Mumbai, Sept. 4: Hopes that a shutdown at the Nippon Steel Corp of Japan would favour Indian companies abroad set steel shares afire on bourses today.
The Japanese company suspended operations at a key plant following a blast and fire. Market watchers said this would leave a void in the global market for local firms to fill.
Steel companies had been one of the best performers in the stock rally of recent months until operators looking to cash in on the gains dumped them in a stock churn that soaked up pharmaceutical stocks.
The tide turned this morning. Tata Iron and Steel Company (Tisco) shot up 2 per cent to Rs 258.30 while Steel Authority of India (SAIL) rose more than 3 per cent to Rs 39.65. Jindal Steel and Power jumped by more than 4 per cent to Rs 747.30 and Jindal Vijaynagar Steel Ltd firmed up by 8 per cent to Rs 15.90.
The gains came even as many were wondering how the work suspension at one of the world’s largest steel companies would help Indian firms. A senior official from a leading steel company that could benefit from it said the impact would not be significant since Nippon largely makes special grade steel.

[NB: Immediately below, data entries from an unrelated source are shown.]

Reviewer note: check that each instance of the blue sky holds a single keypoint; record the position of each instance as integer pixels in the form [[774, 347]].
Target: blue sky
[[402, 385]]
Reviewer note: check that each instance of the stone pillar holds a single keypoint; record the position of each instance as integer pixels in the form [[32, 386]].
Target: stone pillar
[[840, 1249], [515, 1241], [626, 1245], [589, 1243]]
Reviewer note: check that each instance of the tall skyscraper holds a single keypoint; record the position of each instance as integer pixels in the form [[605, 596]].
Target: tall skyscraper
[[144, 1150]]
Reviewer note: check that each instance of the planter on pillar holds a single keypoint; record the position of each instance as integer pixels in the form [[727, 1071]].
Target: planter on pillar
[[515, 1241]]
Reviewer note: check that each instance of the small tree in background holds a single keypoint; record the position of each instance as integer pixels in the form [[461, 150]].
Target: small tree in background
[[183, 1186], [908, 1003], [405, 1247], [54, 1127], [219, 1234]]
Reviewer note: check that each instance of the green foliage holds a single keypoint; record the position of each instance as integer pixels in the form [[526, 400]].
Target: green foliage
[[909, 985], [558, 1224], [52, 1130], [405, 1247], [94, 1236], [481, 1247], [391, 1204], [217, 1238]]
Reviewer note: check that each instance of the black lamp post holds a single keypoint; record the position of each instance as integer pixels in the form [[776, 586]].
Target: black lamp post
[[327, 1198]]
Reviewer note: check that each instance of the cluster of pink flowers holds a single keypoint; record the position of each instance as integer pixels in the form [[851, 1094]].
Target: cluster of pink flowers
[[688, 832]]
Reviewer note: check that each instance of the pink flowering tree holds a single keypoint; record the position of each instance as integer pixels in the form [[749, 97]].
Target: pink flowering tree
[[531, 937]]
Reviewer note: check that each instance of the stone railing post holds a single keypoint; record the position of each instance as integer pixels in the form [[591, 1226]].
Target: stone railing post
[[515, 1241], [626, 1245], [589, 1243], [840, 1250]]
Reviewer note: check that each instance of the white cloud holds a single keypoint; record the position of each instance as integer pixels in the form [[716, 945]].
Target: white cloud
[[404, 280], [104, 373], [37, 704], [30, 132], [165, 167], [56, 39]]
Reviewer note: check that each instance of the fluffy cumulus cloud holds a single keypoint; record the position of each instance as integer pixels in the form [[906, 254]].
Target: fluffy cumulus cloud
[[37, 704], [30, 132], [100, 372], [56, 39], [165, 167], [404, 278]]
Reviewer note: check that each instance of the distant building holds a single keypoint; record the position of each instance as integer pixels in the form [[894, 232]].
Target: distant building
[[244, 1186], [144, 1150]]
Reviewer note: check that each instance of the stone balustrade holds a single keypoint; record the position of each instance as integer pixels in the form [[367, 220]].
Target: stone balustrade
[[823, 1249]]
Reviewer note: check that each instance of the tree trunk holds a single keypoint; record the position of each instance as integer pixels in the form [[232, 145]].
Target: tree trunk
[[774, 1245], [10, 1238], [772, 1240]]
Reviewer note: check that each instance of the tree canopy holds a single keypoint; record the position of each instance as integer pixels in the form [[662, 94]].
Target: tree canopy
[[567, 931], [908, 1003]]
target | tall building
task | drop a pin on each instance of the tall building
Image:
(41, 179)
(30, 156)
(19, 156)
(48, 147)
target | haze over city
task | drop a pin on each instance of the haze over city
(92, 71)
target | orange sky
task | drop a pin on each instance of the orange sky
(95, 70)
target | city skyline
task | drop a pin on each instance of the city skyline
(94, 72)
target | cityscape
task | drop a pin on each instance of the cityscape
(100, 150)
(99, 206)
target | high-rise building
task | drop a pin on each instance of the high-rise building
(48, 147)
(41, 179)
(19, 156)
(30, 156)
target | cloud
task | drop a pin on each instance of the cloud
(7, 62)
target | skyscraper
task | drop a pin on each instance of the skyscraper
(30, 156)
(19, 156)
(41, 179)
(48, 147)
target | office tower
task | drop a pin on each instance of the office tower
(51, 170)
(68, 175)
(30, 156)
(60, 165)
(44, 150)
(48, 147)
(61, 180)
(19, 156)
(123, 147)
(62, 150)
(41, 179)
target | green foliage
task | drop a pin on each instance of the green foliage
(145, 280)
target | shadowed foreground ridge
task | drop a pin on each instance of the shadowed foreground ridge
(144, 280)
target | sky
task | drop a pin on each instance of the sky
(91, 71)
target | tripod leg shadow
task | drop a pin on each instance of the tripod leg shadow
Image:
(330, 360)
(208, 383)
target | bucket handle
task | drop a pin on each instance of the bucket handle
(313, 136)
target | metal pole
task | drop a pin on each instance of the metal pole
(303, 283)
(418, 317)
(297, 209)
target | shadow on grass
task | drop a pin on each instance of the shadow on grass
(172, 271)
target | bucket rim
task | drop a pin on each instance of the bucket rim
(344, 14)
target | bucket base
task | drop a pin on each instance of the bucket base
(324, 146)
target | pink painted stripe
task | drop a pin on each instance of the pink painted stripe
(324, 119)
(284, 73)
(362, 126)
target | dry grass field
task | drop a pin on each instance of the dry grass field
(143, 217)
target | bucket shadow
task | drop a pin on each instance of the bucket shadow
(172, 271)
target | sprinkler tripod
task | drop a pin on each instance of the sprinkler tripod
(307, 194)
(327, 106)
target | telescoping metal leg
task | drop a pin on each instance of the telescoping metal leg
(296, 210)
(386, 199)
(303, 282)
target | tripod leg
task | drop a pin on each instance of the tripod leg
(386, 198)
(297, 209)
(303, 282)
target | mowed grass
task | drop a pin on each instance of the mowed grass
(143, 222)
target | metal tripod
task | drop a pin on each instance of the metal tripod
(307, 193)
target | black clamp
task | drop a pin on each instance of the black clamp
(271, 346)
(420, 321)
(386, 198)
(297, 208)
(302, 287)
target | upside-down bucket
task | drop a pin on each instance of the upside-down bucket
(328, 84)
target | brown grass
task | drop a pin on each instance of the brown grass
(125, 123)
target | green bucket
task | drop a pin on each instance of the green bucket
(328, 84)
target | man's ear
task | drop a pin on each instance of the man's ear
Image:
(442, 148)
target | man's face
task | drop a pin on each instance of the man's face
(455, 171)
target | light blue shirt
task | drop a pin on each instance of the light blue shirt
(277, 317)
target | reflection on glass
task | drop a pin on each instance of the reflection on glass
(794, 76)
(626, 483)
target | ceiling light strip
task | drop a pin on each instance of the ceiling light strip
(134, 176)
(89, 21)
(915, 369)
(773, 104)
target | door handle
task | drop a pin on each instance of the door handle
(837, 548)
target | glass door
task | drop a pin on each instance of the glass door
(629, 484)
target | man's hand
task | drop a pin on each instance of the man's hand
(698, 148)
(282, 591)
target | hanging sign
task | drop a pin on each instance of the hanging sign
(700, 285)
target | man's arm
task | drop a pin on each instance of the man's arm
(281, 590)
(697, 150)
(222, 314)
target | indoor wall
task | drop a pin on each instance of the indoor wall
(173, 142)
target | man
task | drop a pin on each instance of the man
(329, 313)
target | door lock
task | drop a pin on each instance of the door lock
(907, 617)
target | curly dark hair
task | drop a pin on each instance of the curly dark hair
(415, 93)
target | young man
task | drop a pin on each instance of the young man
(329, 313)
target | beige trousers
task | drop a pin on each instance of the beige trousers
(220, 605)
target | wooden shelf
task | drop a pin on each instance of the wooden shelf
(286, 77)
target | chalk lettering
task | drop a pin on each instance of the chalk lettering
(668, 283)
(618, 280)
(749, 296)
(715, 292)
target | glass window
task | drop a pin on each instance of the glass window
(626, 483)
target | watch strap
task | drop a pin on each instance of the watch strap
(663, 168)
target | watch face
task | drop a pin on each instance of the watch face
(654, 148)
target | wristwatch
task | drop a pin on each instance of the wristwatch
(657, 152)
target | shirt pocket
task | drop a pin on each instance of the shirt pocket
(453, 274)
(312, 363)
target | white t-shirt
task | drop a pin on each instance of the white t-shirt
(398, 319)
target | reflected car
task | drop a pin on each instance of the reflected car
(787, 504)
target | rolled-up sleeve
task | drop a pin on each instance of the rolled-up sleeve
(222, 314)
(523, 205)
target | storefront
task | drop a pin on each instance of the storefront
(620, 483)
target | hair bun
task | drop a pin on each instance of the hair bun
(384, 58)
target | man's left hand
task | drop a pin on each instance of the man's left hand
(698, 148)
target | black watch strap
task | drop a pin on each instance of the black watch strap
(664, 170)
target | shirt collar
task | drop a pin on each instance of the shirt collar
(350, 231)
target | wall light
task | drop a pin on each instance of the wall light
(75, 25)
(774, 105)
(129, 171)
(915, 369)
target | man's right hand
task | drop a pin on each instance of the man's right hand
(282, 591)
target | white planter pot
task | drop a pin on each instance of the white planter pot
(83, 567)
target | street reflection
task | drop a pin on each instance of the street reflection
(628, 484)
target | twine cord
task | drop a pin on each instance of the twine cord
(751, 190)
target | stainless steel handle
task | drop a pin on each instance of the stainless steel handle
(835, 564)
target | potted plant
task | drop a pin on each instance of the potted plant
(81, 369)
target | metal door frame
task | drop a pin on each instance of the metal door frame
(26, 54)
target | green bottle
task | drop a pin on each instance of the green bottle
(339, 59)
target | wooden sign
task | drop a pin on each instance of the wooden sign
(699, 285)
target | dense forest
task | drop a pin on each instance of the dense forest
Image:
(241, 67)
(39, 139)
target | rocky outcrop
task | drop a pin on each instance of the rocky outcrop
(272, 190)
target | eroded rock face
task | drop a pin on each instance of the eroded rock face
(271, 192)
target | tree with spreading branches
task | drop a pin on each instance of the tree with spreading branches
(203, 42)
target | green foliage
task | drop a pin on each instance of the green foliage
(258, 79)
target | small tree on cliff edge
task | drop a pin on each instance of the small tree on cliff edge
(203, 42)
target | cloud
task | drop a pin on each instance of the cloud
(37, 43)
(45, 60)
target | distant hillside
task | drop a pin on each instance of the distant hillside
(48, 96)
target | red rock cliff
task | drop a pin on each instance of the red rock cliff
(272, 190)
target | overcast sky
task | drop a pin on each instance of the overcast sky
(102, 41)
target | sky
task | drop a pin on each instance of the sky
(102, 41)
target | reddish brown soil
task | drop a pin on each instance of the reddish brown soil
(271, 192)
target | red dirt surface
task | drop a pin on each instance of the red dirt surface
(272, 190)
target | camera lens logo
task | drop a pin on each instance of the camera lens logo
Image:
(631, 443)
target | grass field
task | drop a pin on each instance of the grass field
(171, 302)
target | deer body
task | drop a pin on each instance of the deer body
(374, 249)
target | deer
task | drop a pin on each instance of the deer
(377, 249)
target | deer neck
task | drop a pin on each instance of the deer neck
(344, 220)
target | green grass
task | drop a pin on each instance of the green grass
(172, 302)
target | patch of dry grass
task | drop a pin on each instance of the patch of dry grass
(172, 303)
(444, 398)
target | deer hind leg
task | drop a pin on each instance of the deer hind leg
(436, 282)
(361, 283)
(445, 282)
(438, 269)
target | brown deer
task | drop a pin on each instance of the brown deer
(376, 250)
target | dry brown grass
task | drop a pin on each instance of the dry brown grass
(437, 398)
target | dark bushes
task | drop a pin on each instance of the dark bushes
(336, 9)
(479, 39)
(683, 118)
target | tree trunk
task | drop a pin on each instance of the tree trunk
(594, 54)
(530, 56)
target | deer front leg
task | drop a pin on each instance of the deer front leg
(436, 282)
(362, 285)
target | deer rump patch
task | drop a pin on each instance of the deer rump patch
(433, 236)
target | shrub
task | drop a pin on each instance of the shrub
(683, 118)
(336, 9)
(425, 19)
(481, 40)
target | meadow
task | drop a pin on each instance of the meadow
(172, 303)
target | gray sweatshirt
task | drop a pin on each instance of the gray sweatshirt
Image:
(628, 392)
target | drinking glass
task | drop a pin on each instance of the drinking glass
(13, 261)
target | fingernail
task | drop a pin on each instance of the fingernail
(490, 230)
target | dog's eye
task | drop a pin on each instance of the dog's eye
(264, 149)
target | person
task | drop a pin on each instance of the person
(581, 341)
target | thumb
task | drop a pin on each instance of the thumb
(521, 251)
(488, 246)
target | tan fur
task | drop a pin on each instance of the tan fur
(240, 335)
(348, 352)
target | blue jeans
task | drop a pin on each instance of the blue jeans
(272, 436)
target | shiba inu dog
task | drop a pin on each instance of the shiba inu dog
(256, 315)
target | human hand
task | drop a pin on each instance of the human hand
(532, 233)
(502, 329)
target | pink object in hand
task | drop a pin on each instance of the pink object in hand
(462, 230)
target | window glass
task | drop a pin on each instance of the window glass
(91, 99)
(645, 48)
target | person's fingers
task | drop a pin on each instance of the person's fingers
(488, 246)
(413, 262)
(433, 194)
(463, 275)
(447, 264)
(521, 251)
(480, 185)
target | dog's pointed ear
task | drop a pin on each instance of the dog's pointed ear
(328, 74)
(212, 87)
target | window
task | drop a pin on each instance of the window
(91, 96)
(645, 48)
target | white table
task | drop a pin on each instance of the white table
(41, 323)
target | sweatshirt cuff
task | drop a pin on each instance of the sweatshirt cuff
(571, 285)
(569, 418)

Sources say the output that will be lost is around two million tonnes for a quarter. This is equivalent to 1 per cent of global trade in steel. “The effect on Indian industry will not be much. Even if the plant is closed for around three months, the market shortfall could 1.5-2 million tonnes. But that will help China more,” they added.
The steel binge was one of the drivers behind the 52-point gain in the sensex, which closed at 4310.51 in a gain of 1.23 per cent over Wednesday’s 4257.94.
Foreign funds kept up their buying binge in software shares, especially in pharmaceutical and software shares, to help the reverse Wednesday’s losses.
The darling of the trading ring was Infosys, which jumped Rs 403.10 or 10.56 per cent to Rs 4219.00 from its last finish of Rs 3815.90 on heavy FII purchases.